How does tree topology affect codeml models?

nat

unread,

Apr 3, 2013, 12:37:31 AM4/3/13

to pamlso...@googlegroups.com

Hi,
I have run codeml Branch and BranchSite models using a 7-species tree that was a simplification of a bigger published phylogeny. In these models, I had defined two groups of species and systematically compared these two groups. Recently, I have run some MrBayes analyses to get a tree for the 7 species using much more characters that the initial phylogeny that I used has considered. The new tree is different in topology for one species:
now:
(rooted version)
(((dis, (cra, tet)), afr #1), (pan #1, ter #1), sub #1);
Before, unrooted version
(((dis, (cra, tet)), afr #1), (pan #1, sub #1), ter #1);

I am wondering how much this difference in topologies might affect my conclusions. It will take a long time to rerun codeml analyses (many thousands of genes) so I would like first to make sure this is meaningful. In my understanding, the difference might not have affected my results, because:
1) the grouping is still the same, and so is the tagging of branches
2) I have never looked at lineage-specific patterns, but only differences between the two groups.
Am I correct? Is there so e other factor that I should consider?
Many thabks in advance for advise,
Natassa

Feifei Zhang

unread,

Apr 9, 2013, 10:21:33 AM4/9/13

to pamlso...@googlegroups.com

Hi,

Interesting question. First, before you rerun PAML, make sure which tree you want to you: more species, fewer characters or fewer species, more characters. Sometimes, the former is more reasonable.

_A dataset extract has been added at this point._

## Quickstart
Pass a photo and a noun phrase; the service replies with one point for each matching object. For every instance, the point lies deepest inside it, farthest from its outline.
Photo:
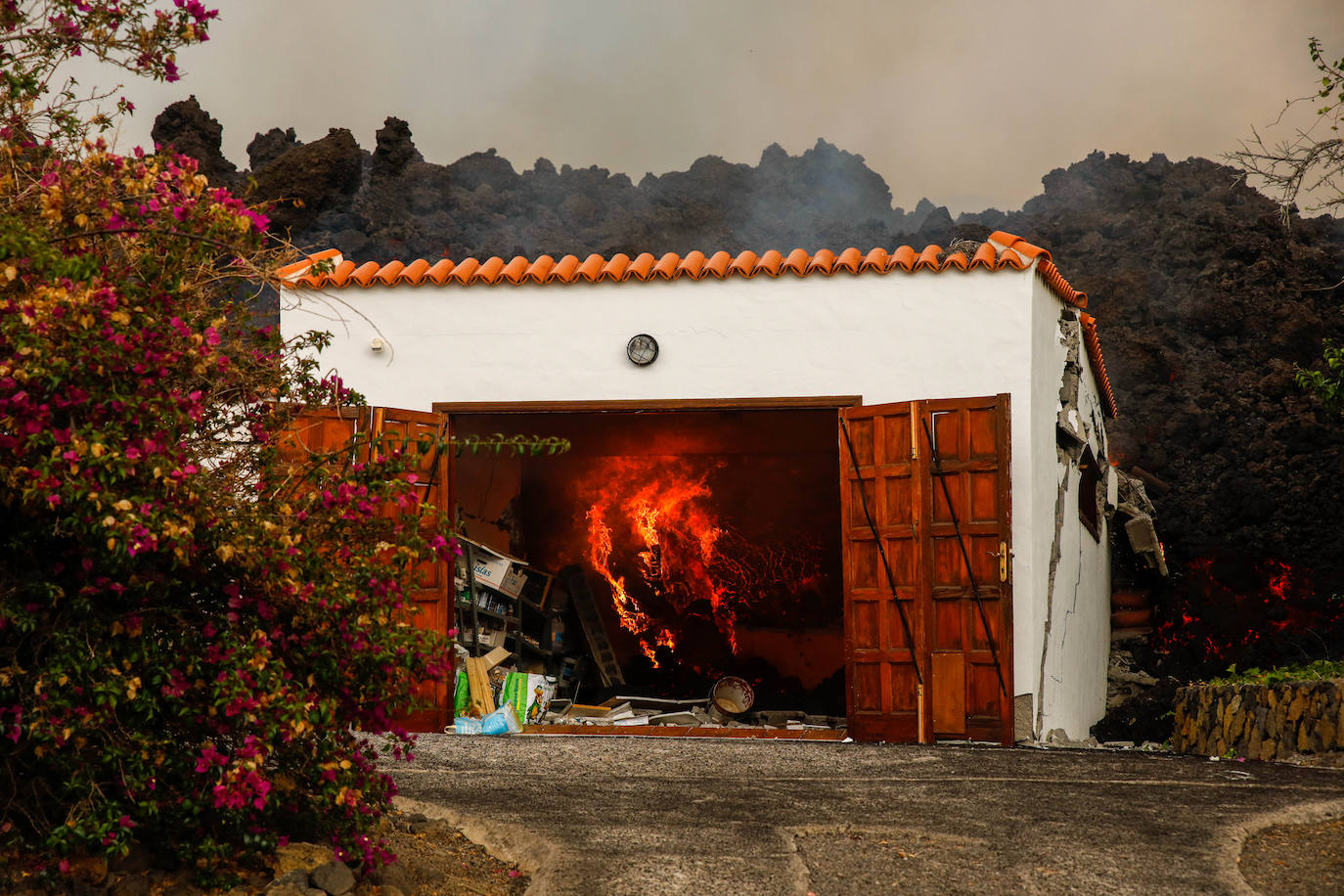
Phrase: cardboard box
(496, 569)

Second, PAML suggests do several runs to avoid local optimal situation. Thus, even though changing topology does not affect your result to much, you many need to do multiple runs with such a big dataset.

Good luck,
Feifei

Ziheng

unread,

Apr 18, 2013, 4:51:29 PM4/18/13

to pamlso...@googlegroups.com

The two trees are different so the results should be different. Whether they are similar will depend on many things, such as whether the concerned species are close etc.

I think you should run some of the analysis to get an idea about the impact of the tree. Surely you can do 10 or 100 genes.

Ziheng

nat

unread,

Apr 18, 2013, 6:02:08 PM4/18/13

to pamlso...@googlegroups.com

Thank you for your replies,
I have actually rerun the analyses on the concatenated dataset of all genes (for speed, and because I did not observe any differences with the individual genes dataset) and the baseml analysis (on 4fold sites) gave identical results, while in codeml branch models, the only difference was the difference in omega between the two groups of species compared, which is now smaller. I would still like to know how in theory the different topology might affet the result, ie get some more theoretical background on that. I would think that dS values might be inflated when using the previous tree, but how would this affect dN/dS in the two-ratio model (which is the one I mostly focused on)?Note that the species compared for which the topology changed in my new tree are not close, in the exhaustive genus phylogeny they belong to distinct clades.
Regards,
Natassa

Ziheng

unread,

May 25, 2013, 6:51:29 AM5/25/13

to pamlso...@googlegroups.com

The codeml analysis assumes that the tree you are using represents the true evolutionary relationships of the sequences, so that should be your aim when you choose the tree to use. Sometimes the species tree is more appropriate, sometimes the gene tree. When you don't have that information, the question becomes one of the robustness of the codeml analysis to errors in the assumed tree topology. As far as I know, we don't have any theoretical results on this. Intuitively one would think that the effect should be minor if the tree you use is not "too wrong".

If you are very serious on the issue, you can easily do some simulations to examine the impact. You can choose parameter values so that your simualtion is representative of your real data. The version of evolver for simulating under the branch model is in the folder Technical\Simulation\Codon.